- The paper presents a comprehensive NL2SQL pipeline incorporating data collection, model training, and automated deployment to convert natural language queries to SQL in low-code platforms.
- It utilizes a T5-based generator paired with a CodeBERT ranker and constrained decoding to ensure valid SQL generation and superior performance metrics.
- Experimental results demonstrate significant improvements with a 240% boost in adoption, 220% increased engagement, and a 90% drop in failure rates compared to baseline models.
The paper "Natural language to SQL in low-code platforms" (2308.15239) introduces a comprehensive pipeline for converting NL queries into SQL queries within low-code platforms, addressing the challenges faced by developers with limited SQL expertise. The pipeline encompasses data collection, model training, and deployment, incorporating a feedback loop for continuous improvement. The solution leverages crowdsourcing and production data to train a T5-based model with constrained decoding, enhancing adoption, engagement, and reducing failure rates compared to baseline models.
Methodological Pipeline
The pipeline consists of three primary components: data collection, model training, and model deployment (Figure 1).
Figure 1: Machine Learning pipeline that comprises the three main components, data collections (on the left), model training (top right corner), and model deployment (bottom right corner).
Data Collection
Data collection involves three sources: public datasets (Spider), crowdsourced labeled data (MTurk), and production data. Public datasets like Spider are used as a starting point but are augmented with MTurk data to better reflect real-world scenarios. MTurk is employed to label SQL queries with corresponding NL utterances, ensuring a representative set of examples that mimic users' SQL usage distribution. Production data is gathered to analyze model performance and collect SQL queries edited by users, further refining the training data.
Quality Estimation
To ensure the quality of the data, a quality estimation system is implemented. This system filters out incorrect pairs of SQL queries and utterances using both rule-based systems and an ML-based estimator.
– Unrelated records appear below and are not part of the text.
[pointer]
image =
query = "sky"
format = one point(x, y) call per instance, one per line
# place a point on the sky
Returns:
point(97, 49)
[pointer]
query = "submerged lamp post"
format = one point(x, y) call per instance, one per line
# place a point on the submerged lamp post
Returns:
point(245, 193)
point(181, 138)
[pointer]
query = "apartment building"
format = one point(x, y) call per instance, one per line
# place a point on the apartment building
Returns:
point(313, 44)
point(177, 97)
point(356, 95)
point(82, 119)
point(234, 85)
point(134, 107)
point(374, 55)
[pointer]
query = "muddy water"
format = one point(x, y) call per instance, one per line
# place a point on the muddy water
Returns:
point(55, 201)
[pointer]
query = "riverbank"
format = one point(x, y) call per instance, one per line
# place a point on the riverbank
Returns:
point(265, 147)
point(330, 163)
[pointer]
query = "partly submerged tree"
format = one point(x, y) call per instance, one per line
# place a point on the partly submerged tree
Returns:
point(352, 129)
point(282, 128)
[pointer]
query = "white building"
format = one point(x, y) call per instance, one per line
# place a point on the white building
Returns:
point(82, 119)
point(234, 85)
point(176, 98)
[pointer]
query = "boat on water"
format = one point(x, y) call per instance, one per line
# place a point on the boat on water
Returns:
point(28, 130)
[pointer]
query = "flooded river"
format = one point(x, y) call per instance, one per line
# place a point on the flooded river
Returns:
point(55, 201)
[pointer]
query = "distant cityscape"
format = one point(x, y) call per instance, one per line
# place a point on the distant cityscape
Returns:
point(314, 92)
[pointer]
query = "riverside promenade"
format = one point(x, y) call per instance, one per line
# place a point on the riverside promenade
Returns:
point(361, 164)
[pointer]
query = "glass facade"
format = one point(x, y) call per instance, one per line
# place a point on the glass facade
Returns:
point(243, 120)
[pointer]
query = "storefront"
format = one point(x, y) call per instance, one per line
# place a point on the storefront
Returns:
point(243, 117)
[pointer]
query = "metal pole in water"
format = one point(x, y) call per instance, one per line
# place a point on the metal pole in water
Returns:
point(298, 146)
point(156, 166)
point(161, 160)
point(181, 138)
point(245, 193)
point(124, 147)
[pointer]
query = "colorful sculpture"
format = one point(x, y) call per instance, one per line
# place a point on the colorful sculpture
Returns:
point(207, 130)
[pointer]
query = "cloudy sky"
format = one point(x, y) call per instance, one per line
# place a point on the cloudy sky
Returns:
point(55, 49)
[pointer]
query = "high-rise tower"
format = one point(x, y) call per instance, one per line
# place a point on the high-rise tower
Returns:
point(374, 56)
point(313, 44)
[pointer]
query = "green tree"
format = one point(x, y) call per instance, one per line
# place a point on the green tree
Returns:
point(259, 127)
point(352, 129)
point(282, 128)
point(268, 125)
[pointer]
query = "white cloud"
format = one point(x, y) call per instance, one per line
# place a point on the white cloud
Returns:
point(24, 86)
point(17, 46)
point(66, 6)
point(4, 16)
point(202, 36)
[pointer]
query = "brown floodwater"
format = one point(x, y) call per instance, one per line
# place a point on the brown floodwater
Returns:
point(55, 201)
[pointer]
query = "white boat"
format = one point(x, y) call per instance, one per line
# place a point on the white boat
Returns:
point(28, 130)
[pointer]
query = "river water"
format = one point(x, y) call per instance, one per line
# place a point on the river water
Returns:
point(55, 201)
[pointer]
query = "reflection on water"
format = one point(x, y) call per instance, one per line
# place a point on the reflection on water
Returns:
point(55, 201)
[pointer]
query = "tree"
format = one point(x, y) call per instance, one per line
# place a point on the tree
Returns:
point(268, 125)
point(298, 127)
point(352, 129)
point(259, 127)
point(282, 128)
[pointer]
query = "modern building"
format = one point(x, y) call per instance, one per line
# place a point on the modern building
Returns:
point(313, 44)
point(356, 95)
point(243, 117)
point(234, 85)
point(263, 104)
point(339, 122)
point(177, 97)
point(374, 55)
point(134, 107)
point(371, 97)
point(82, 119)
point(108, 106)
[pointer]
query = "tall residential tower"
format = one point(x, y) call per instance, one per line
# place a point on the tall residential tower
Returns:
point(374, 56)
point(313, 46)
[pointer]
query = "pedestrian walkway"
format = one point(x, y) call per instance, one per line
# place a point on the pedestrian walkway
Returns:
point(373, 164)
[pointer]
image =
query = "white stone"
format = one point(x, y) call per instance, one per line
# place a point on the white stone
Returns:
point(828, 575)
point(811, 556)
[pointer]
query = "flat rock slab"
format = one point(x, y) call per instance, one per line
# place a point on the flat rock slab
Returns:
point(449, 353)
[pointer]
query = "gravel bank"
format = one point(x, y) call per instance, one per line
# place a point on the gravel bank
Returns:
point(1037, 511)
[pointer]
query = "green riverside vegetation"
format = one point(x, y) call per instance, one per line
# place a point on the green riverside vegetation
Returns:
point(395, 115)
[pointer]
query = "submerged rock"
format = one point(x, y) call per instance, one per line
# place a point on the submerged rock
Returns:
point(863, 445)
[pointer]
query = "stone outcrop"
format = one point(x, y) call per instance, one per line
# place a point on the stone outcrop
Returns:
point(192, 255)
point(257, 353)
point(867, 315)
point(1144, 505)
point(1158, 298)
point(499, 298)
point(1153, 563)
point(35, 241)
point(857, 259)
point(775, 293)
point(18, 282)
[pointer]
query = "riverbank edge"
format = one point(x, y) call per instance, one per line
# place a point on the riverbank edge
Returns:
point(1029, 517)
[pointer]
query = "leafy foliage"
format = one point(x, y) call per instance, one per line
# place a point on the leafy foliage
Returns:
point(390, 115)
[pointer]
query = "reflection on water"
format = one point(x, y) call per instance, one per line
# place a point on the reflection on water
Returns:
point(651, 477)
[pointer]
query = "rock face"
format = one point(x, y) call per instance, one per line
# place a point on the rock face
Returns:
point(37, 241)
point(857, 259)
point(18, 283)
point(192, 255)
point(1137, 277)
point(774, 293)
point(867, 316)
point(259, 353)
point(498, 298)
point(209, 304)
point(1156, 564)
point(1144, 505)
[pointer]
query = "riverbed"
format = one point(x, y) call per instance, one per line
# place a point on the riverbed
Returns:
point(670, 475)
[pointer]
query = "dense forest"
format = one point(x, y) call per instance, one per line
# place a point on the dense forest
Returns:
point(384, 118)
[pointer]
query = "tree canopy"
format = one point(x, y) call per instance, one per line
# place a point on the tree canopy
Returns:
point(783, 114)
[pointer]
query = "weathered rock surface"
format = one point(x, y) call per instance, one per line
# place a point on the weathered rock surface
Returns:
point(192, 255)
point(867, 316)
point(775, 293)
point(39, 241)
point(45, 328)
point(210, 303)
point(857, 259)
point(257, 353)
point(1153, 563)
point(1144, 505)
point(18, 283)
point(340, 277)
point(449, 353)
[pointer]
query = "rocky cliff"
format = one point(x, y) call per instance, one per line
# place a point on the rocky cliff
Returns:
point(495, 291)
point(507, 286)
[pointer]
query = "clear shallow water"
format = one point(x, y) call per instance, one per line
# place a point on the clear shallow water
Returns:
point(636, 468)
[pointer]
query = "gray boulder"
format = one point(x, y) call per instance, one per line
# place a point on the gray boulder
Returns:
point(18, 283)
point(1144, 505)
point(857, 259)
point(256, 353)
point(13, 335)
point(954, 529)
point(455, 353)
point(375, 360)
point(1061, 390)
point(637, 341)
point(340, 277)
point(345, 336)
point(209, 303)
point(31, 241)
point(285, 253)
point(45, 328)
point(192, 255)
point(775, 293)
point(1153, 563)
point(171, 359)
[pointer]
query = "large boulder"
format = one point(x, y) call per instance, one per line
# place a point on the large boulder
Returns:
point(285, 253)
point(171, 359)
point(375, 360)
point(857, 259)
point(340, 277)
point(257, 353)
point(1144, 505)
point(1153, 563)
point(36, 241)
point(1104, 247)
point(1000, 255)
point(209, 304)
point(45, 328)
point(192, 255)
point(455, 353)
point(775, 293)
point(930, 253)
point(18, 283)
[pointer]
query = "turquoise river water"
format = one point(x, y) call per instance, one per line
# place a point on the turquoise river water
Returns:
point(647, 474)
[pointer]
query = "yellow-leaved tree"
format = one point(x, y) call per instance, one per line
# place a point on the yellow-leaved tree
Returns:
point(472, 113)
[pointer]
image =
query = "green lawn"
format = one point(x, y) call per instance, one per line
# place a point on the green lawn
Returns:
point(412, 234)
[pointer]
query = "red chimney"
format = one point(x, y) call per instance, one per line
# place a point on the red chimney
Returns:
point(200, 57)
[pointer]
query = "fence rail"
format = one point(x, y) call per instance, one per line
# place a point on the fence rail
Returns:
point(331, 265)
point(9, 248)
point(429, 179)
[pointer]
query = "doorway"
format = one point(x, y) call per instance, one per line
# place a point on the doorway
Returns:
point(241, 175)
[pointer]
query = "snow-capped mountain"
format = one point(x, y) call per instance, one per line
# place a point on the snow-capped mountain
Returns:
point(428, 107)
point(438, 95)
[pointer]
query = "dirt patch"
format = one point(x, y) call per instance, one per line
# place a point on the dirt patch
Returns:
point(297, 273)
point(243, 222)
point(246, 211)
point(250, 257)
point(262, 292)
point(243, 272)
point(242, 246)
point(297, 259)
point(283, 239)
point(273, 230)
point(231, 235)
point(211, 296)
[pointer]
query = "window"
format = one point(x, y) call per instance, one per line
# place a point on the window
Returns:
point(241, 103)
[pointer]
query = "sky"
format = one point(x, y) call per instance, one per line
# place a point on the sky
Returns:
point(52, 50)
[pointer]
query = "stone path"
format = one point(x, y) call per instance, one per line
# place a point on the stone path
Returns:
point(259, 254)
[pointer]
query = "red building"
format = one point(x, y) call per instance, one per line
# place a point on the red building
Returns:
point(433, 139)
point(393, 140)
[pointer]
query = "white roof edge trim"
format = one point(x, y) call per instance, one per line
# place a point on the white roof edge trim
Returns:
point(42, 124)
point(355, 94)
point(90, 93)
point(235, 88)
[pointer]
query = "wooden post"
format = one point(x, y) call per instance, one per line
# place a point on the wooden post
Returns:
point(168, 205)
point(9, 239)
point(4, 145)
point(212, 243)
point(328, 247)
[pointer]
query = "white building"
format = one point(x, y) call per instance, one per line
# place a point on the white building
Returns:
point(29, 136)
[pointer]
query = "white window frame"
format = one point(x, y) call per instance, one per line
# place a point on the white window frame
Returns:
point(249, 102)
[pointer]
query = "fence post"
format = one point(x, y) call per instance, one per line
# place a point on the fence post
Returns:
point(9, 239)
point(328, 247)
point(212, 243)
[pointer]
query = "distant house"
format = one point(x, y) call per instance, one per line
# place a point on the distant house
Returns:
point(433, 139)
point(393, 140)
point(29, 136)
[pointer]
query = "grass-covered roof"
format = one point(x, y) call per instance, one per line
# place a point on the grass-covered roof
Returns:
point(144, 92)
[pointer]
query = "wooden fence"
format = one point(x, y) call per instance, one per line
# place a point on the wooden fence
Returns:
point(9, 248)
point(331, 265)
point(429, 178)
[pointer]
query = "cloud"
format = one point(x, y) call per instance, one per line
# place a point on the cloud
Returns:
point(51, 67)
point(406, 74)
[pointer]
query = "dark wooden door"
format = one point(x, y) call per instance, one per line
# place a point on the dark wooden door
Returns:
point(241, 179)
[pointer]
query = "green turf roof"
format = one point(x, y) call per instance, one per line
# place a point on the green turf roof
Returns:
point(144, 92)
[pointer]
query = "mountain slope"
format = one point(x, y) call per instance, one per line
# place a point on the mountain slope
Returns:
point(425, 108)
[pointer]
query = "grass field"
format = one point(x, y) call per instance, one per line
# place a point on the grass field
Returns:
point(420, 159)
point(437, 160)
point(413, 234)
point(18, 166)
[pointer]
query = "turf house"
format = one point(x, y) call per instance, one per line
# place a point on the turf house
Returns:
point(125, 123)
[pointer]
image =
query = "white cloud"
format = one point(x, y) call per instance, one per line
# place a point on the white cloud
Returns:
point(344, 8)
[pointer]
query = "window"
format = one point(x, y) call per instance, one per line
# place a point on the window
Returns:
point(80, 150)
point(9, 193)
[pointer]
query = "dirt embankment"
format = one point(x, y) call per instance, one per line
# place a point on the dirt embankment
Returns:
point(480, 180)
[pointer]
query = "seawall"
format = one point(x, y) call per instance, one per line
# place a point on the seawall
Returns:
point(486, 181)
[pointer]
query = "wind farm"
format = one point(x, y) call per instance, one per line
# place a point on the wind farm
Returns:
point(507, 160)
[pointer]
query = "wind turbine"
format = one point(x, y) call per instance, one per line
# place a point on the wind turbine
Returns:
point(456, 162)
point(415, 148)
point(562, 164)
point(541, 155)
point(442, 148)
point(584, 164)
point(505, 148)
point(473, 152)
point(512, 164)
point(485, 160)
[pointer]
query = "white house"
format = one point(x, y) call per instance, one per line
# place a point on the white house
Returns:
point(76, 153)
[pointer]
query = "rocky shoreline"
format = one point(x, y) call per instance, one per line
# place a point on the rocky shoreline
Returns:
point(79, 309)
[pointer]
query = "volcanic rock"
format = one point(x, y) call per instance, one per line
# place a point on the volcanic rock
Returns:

The ML-based estimator, fine-tuned with CodeBERT, detects whether a SQL query matches an utterance, improving the accuracy of the training data.
SQL Generation
SQL generation is achieved using T5QL, a Seq2Seq method that converts NL queries into SQL queries (Figure 2). T5QL comprises a generator (T5 model) and a ranker (CodeBERT model). The generator is trained to output SQL queries corresponding to the input sequence, while the ranker re-ranks the generator's candidates to improve performance. Constrained decoding, using a CFG of SQL statements, ensures that only valid SQL is generated.
Figure 2: T5QL model architecture (from \citet{arcadinho2022t5ql}).
Model Training
The model is retrained iteratively, incorporating new data points from SQL templates where the model performed poorly. Active learning, using clustering on the predicted SQL template, guides the selection of data to improve the model's performance. Model performance is evaluated using exact match, execution match, and TED between the ASTs of gold and predicted SQL queries. Server performance is also monitored to ensure minimal impact on response time.
Deployment
Model deployment is automated using a GitOps-based CI/CD approach. The service is containerized and runs in a Kubernetes infrastructure. Deployment strategies include rolling updates, progressive rollouts, and A/B testing, ensuring minimal downtime and allowing for thorough evaluation of new models in production.
Feedback Loop
A feedback loop is established to continuously improve the model. User feedback, collected through product telemetry data, is used to identify areas for improvement and retrain the model. This loop creates a virtuous cycle, where better models lead to increased usage and more feedback.
Experimental Results
The paper presents both offline and online experiments to evaluate the effectiveness of the proposed pipeline. Offline experiments on an internal test set demonstrated significant improvements using T5QL with constrained decoding and FP16 precision. The maximum input size was increased, and response times were reduced while maintaining a low TED. Online experiments, conducted through A/B testing, showed a 240% increase in adoption, a 220% increase in engagement rate, and a 90% reduction in failure rate compared to the baseline model (RATSQL).
The paper references several key works in the areas of A/B testing and NL2SQL. A/B testing has been widely used for website development and is increasingly being applied to ML model deployment. NL2SQL research has explored various approaches, including enhancing schema representation, generating code from fragments, and using intermediate representations with relation-aware self-attention. Constrained decoding with LLMs has also been shown to improve accuracy by reducing hallucinations.
Conclusion
The work presents a comprehensive NL2SQL pipeline for low-code platforms, emphasizing data-driven model training and a user-centric approach. The pipeline leverages crowdsourcing, production data, and active learning to continuously improve model performance. The experimental results demonstrate significant improvements in adoption, engagement, and failure rates, highlighting the effectiveness of the proposed approach. Future work involves exploring model shadowing to estimate model performance without premature deployment.